The trial judges were earlier reminded in the case of Koh vs. Intermediate Appellate Court (G.R. No. 71388, September 23, 1986), that they should encourage the use of different modes of discovery; and that it is indeed “the duty of each contending party to lay before the court all the material and relevant facts known to him, suppressing or concealing nothing, nor preventing another party, by clever and adroit manipulation of the technical rules of evidence, from also presenting all the facts within his knowledge.” (Regalado: Remedial Law Compendium, Vol. 1, Sixth Revised Edition, pp. 305, 306)

The purpose of taking depositions as explained In the case of People vs. Webb (312 SCRA 573 [1993]; cited in Agpalo, Handbook on Civil Procedure, 2001 Edition, pp 274, 275), are to: (1) assist the parties in ascertaining the truth and in checking and preventing perjury; (2) provide an effective means of detecting and exposing false, fraudulent claims and defenses; (3) make available in a simple, convenient and inexpensive way, facts which otherwise could not be proved except with greater difficulty; (4) educate the parties in advance of trial as to the real value of their claims and defenses thereby encouraging settlements; (5) expedite litigation; (7) prevent delay; (8) simplify and narrow the issues; and (9) expedite and facilitate both preparation and trial.

The time within which to file and serve written interrogatories is explicitly fixed by the rules, that is, in civil cases before responsive answer is filed with leave of court or without leave of court after the filing of responsive answer; and in criminal cases before the setting of the arraignment and pre-trial conference.

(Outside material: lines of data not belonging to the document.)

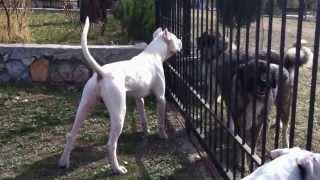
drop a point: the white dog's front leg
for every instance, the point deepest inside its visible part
(142, 114)
(161, 108)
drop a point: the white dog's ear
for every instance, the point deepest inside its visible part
(166, 35)
(157, 32)
(279, 152)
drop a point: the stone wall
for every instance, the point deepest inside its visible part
(56, 64)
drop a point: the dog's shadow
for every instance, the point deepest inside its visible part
(48, 168)
(134, 145)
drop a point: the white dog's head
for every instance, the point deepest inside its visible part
(307, 161)
(289, 164)
(311, 166)
(174, 44)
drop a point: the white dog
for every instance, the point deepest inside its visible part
(290, 164)
(112, 82)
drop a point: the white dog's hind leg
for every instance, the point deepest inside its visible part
(161, 108)
(115, 100)
(88, 99)
(142, 114)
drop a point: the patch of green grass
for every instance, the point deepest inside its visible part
(56, 27)
(35, 119)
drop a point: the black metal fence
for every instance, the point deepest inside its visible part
(240, 72)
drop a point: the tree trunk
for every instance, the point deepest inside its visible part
(7, 15)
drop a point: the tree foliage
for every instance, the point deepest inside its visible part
(137, 17)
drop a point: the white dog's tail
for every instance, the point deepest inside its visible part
(91, 61)
(306, 55)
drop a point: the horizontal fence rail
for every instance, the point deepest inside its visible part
(246, 79)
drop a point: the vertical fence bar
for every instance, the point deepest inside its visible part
(313, 81)
(296, 73)
(254, 131)
(186, 27)
(281, 66)
(265, 117)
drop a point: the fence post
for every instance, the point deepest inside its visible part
(158, 9)
(186, 39)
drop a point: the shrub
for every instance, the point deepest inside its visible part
(14, 20)
(137, 18)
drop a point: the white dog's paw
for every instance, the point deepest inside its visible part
(63, 162)
(162, 134)
(145, 132)
(120, 170)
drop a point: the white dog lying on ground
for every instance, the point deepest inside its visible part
(289, 164)
(112, 82)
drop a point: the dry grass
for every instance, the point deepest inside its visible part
(35, 119)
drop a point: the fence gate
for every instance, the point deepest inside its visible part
(245, 66)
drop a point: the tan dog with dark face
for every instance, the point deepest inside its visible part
(138, 77)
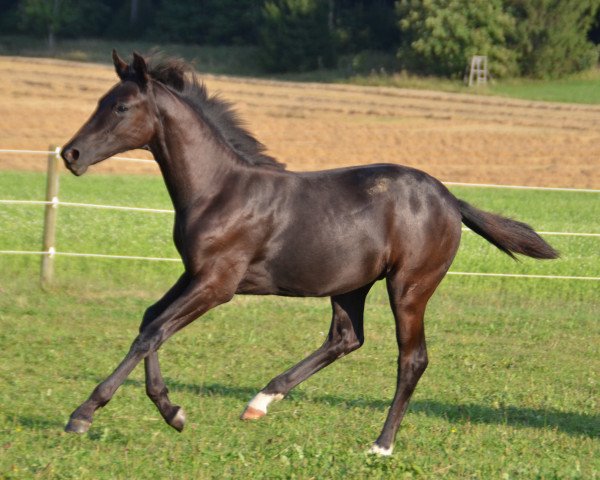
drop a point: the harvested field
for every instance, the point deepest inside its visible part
(454, 137)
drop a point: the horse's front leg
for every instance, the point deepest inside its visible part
(197, 297)
(155, 385)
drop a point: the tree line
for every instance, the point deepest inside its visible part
(539, 38)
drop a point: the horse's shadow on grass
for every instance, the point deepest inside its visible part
(571, 423)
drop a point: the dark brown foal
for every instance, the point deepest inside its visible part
(244, 224)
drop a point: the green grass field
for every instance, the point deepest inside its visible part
(511, 391)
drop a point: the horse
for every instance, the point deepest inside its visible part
(244, 224)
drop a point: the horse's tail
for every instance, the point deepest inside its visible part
(508, 235)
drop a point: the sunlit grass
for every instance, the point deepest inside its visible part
(511, 390)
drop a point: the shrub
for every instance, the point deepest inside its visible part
(296, 36)
(440, 36)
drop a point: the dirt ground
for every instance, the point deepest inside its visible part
(460, 138)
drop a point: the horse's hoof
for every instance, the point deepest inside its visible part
(178, 420)
(380, 451)
(252, 413)
(77, 425)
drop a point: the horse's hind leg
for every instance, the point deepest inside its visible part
(345, 335)
(408, 300)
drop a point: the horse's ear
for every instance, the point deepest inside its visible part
(120, 65)
(140, 69)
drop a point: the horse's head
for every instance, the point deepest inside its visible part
(125, 119)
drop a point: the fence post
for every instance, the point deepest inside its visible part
(47, 271)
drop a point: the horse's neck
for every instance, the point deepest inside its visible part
(192, 160)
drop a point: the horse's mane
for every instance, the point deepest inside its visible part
(179, 76)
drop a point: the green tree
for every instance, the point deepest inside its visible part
(552, 35)
(296, 35)
(215, 22)
(66, 17)
(440, 36)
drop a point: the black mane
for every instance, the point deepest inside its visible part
(179, 76)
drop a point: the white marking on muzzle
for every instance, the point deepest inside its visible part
(262, 400)
(377, 450)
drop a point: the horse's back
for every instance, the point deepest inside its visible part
(341, 229)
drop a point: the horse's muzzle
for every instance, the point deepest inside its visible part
(70, 156)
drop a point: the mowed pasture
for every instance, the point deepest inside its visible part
(511, 391)
(512, 387)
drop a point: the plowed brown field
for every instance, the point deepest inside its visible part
(454, 137)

The admissions made in the verified answer to the written interrogatories may already be considered during the pre-trial conference and would definitely aid the parties for purposes of a plea-bargaining.

Further, it is expressly stated under Section 6 of Rule 25 of the 1997 Rules of Civil Procedure that a party not served with written interrogatories may not be compelled by the adverse party to give testimony in open court, or to give deposition pending appeal.

Indeed, the various modes of discovery allow a party to uncover the opponent’s cause and will thus obviate further proof on facts elicited in the written interrogatories; and that the proceedings will be expedited with the use of the various modes of discovery.